Que o mundo rode, que o contra pode, que o nada exista, que os olhos chorem e o corpo flutue…
Nosso aquilombamento é de cada dia.
Somos mais, somos muitas. Juntas, somos fortes! Existimos e não queremos pouco.
De tanto estudar os anos 1970 no Brasil e a história das mulheres em perspectiva de gênero, tornou-se quase impossível não fazer algumas relações com os dias que vivemos hoje.

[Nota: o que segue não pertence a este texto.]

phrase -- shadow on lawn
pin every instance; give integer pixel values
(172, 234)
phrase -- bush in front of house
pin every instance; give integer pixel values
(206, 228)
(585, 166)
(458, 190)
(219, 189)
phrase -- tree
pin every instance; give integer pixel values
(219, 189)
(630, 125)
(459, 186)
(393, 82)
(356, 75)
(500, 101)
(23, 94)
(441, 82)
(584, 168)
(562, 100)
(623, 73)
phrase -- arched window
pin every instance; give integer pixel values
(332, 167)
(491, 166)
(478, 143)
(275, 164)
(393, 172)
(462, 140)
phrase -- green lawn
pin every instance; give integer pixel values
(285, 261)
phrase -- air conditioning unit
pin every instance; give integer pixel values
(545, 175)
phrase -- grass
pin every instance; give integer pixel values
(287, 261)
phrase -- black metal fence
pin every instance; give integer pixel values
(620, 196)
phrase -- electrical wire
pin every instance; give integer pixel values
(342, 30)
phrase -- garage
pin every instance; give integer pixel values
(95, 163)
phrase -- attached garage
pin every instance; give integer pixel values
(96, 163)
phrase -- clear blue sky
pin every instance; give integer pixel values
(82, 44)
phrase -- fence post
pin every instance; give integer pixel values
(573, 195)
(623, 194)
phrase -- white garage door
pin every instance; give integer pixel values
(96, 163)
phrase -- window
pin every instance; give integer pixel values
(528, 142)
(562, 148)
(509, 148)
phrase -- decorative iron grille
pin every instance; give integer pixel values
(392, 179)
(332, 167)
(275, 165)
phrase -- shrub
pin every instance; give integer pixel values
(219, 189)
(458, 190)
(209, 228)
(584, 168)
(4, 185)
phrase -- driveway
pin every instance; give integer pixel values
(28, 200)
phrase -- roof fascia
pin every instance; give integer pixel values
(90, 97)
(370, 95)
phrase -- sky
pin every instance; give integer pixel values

Quando o então chamado feminismo de segunda onda rompeu as fronteiras do Norte e chegou ao sul da América, ele ainda era “branco”, vinha das elites, de mulheres que eram desrespeitadas por seus subalternos pelo fato de o serem. Mulheres? Subalternas? E posso citar o caso, analisado numa pesquisa que fiz, da mais conhecida cineasta argentina, María Luisa Bemberg, nascida em uma das famílias mais ricas do país, maltratada por seu motorista pelo fato de ser mulher. Do pai, passou para a tutela do marido; depois da separação, tinha que responder aos filhos, até que, com o feminismo na Unión Feminista Argentina (UFA), que ajudou a criar em 1970, passou a fazer cinema, conseguiu certa autonomia e bastante reconhecimento. Como ela, muitas economicamente privilegiadas foram impedidas de estudar, de desafiar os padrões da sua própria classe dominante.
Com isso, algumas feministas, como a estadunidense Robin Morgan, passaram a entender que a “irmandade” era global (Sisterhood is Global, 1981) e a opressão, compartilhada.
Uma irmandade ainda branca, a voz da rica falando a preta, dizendo a pobre, trabalhadora. Depois, a voz da preta, mostrando o punho, pichando a rica, usufruidora.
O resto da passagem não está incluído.